Are you thinking of joining this program winter quarter? We have a small number of seats available. Here’s what you will need to do:

• Talk to one of us, Cynthia Kennedy or Karen Gaul, to get in. You must be willing to do the following:
o Read: Yoga Sutra of Patanjali by Chip Hartranft, Chapter 2
o Download the Fall prospectus assignment from our program website (at the top right side of the web site banner) and complete a draft by the end of Week 1 (minus the book review and peer reviews).

Program Description

Many of us want to effect positive change in today’s world.  We want to make good personal choices and we want to connect with others in communities of action regionally and even globally.  This year-long program will help us explore the challenges inherent in pursuing sustainable living in today’s world and offer concrete tools to move toward a positive global future.  Based on the idea that effective community action stems from careful self-reflection, the program will focus on a simultaneous journey inward as well as outward.

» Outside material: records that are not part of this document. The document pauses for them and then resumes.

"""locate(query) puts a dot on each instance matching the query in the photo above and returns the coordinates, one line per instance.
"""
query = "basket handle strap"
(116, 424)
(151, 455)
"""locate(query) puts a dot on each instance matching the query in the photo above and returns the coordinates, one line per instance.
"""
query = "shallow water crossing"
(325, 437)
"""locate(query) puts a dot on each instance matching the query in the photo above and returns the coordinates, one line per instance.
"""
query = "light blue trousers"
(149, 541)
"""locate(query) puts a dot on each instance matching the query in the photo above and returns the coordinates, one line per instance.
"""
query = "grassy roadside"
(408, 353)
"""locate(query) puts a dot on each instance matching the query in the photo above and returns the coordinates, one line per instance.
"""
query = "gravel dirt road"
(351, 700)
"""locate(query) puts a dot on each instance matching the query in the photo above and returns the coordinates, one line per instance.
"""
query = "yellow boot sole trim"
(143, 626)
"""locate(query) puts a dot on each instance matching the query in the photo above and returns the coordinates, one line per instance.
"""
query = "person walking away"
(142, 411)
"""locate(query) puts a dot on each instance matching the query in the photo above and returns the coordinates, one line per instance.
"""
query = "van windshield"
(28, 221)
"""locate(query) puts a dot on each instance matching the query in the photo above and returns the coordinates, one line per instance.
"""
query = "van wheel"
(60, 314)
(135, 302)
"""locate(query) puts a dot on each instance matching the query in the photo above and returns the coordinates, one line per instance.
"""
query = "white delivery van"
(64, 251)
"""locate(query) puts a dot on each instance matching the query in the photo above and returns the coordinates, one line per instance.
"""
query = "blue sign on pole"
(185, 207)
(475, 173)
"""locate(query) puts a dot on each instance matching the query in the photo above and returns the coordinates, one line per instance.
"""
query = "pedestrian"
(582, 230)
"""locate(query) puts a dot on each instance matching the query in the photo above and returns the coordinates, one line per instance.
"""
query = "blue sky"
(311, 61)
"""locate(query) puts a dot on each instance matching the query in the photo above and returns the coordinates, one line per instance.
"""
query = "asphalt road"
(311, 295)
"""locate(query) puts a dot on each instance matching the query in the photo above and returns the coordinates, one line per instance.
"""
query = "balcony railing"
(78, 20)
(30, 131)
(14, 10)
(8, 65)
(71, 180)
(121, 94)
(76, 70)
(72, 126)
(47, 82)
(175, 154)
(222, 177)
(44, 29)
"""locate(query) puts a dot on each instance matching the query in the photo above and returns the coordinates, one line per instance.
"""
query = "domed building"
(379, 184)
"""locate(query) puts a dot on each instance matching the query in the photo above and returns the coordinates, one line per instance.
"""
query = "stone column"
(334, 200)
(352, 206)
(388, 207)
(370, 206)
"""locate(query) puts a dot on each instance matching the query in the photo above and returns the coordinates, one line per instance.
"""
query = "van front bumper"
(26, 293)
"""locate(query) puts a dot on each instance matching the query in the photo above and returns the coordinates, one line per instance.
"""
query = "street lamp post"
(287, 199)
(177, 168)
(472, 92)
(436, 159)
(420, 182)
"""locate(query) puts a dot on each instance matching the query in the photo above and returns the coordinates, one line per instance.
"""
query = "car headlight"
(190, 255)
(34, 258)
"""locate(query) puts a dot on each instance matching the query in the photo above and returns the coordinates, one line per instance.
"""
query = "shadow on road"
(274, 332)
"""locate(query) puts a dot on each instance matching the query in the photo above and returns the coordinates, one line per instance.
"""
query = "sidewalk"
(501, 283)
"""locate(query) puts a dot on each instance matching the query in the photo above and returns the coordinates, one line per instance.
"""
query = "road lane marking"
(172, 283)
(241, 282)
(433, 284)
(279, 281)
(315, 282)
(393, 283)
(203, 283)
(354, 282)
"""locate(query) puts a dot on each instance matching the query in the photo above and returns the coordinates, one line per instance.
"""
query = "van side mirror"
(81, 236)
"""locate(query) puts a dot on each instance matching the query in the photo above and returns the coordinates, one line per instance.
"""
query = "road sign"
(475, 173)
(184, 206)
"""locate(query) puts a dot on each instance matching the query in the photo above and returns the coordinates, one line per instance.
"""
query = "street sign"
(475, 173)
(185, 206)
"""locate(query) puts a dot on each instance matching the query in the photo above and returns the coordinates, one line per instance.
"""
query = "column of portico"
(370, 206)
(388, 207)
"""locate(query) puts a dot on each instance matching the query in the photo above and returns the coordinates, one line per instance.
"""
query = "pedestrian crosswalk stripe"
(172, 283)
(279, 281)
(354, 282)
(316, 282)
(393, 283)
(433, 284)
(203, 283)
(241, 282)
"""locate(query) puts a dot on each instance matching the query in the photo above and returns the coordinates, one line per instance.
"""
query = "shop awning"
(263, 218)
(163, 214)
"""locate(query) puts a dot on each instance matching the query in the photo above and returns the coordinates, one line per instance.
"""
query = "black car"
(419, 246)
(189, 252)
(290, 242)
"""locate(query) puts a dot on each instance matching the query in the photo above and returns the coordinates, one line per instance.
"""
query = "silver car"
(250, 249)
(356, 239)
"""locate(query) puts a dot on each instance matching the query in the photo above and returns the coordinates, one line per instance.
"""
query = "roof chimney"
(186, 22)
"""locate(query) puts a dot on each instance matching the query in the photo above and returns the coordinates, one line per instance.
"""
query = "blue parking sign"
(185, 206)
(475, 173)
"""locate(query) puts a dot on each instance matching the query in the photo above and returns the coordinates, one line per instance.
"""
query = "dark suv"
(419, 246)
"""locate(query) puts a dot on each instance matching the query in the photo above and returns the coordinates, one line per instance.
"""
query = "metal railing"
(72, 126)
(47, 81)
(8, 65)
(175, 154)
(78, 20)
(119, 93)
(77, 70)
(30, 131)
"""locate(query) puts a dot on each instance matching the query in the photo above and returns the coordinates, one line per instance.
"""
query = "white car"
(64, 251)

Sustainability as we understand it today is embedded in the belief systems and practices of many traditional societies.  In this program, our work will be guided primarily by one such system:  The Yoga Sutras of Patanjali.  This ancient philosophical system is still profoundly relevant today.  The Sutras teach that, with practice, we can transform ourselves. We will explore this philosophical system and its code of conduct in-depth, investigating personal, societal, political, environmental and global themes of sustainability. We will consider ways to make sustainable choices through a regular inquiry of our assumptions about ourselves and the world with an eye towards the creation of a sustainable society.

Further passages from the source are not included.